Here, Name is a short name, and Tests and Benchmarks are the regular expressions for go test specifying which tests or benchmarks to run.

A sample configuration entry with all the options supplied:

[[Configurations]]
  Name = "Go-preempt"
  Root = "$HOME/work/go/"
 # Optional flags below
  BuildFlags = ["-gccgoflags=all=-O3 -static-libgo","-tags=noasm"] # for Gollvm
  AfterBuild = ["benchsize", "benchdwarf"]
  GcFlags = "-d=ssa/insert_resched_checks/on"
  LdFlags = "-randlayout=$BENT_I"
  GcEnv = ["GOMAXPROCS=1","GOGC=200"]
  RunFlags = ["-test.short"]
  RunEnv = ["GOGC=1000"]
  RunWrapper = ["cpuprofile"]
  Disabled = false

The Gc... attributes apply to the test or benchmark compilation, the Run... attributes apply to the test or benchmark run. A RunWrapper command receives the entire command line as arguments, plus the environment variable BENT_BINARY set to the filename (excluding path) of the binary being run (for example, “uuid_Tip”) and BENT_I set to the run number for this binary. One useful example is cpuprofile:

#!/bin/bash
# Run args as command, but run cpuprofile and then pprof to capture test cpuprofile output
if [ -n ${BENT_PGO} ] ; then
    pf="${BENT_PGO}/${BENT_BENCH}.prof"
    mkdir -p ${BENT_PGO}
else
    pf="${BENT_PROFILES}/${BENT_BINARY}_${BENT_I}.prof"
    mkdir -p ${BENT_PROFILES}
fi
"$@" -test.cpuprofile="$pf"
echo cpuprofile in "$pf"
if [[ x`which pprof` == x"" ]] ; then
    go tool pprof -text -flat -nodecount=20 "$pf"
else
    pprof -text -flat -nodecount=20 "$pf"
fi

When both configuration and benchmark wrappers are used the configuration wrapper runs the benchmark wrapper runs the actual benchmark, i.e.

ConfigWrapper ConfigArg BenchWrapper BenchArg ActualBenchmark

The Disabled attribute for both benchmarks and configurations removes them from normal use, but leaves them accessible to explicit request with -b or -c.

Special configurations

Bent includes sample configurations to support PGO-optimized benchmarks and randomized link order to normalize away branch alignment artifacts. These may need editing to reference local paths before use.

For PGO optimization:

# First generate profiles
bent -C configurations-pgo.toml -c pgo-generate
# Use profiles for 10 benchmark runs
bent -C configurations-pgo.toml -N 10

For randomized link order:

# Randomized benchmarking -R is incompatible with -a or -N
bent -C configurations-random.toml -R 10

Scripts

Bent now comes with several shell scripts to automate common uses. These all run using perflock if it is available, and default to different numbers of builds (usually 1) and benchmark runs (usually 15) which can be overridden at invocation.

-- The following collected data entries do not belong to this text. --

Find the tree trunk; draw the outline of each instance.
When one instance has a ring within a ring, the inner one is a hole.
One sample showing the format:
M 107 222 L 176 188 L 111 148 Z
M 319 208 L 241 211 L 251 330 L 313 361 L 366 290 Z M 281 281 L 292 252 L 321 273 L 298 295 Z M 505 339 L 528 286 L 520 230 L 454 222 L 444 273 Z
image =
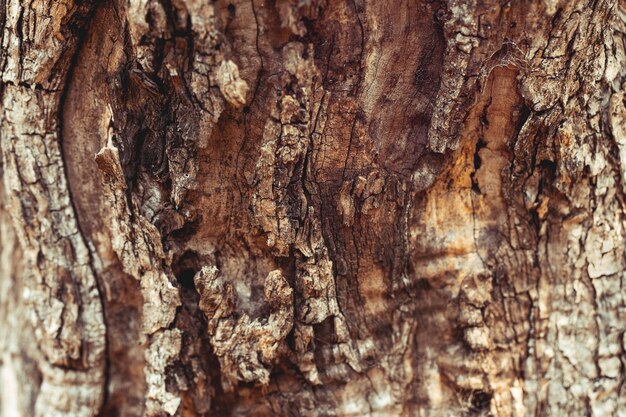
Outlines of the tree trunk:
M 626 416 L 623 0 L 0 0 L 0 415 Z

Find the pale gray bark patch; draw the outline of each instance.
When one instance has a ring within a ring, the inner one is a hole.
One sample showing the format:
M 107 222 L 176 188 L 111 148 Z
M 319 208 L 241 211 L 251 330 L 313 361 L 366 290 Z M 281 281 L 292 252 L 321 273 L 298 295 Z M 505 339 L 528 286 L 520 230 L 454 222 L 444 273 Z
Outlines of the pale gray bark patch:
M 76 46 L 75 34 L 63 25 L 80 27 L 88 11 L 71 2 L 4 4 L 4 207 L 19 230 L 24 267 L 12 278 L 23 280 L 15 313 L 30 319 L 36 345 L 24 356 L 33 355 L 42 378 L 36 398 L 28 399 L 36 416 L 94 416 L 104 395 L 102 304 L 69 194 L 57 123 Z
M 208 320 L 208 333 L 220 362 L 222 385 L 232 391 L 238 381 L 268 385 L 273 362 L 285 350 L 284 339 L 293 327 L 293 290 L 279 270 L 265 278 L 268 317 L 234 317 L 237 307 L 232 286 L 217 268 L 204 267 L 195 276 L 199 307 Z M 269 369 L 268 369 L 269 368 Z

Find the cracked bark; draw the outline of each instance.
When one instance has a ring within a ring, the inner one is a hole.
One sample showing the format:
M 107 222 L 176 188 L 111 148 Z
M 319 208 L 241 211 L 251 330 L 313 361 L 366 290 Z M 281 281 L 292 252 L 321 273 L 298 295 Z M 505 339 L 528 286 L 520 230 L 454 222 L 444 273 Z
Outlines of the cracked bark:
M 0 415 L 625 415 L 625 6 L 0 1 Z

cmpcl.sh refs/changes/<nn>/<cl>/<patch> [options]

This checks out a particular version of a CL, and its immediate predecessor, and benchmarks the change. The refs/changes/<nn>/<cl>/<patch> parameter is the same one that appears as a Gerrit download option for the CL. The default is to build once, benchmark 15 times. The results are also uploaded with benchsave to perf.golang.org.

cmpjob.sh <branch-or-tag> <branch-or-tag> [options]

This checks out two particular tag or branches, and benchmarks the difference. This can be helpful when binary-searching a performance regression. The default is to build once, benchmark 15 times. The results are also uploaded with benchsave to perf.golang.org.

cronjob.sh [options]

This checks out the current development tip and the most recent release (e.g. 1.14) and benchmarks their difference. This can be helpful for nightly performance monitoring. The default is to build 25 times and benchmark 25 times. The results are also uploaded with benchsave to perf.golang.org. The script also contains glue to tweet the results, but by default this will silently do nothing.

cmpcl-phase.sh refs/changes/<nn>/<cl>/<patch> [options]

This checks out a particular version of a CL, and its immediate predecessor, compiles each once with the ssa phase timing flag turned on, does not run benchmarks, and feeds the log (with all the embedded phase timings) to phase-times to help spot any bad performance trends in the new CL. The resulting CSVs can be imported into a spreadsheet and graphed (select the “Test” sheet and scroll down below the vast table of numbers, there is a pretty chart).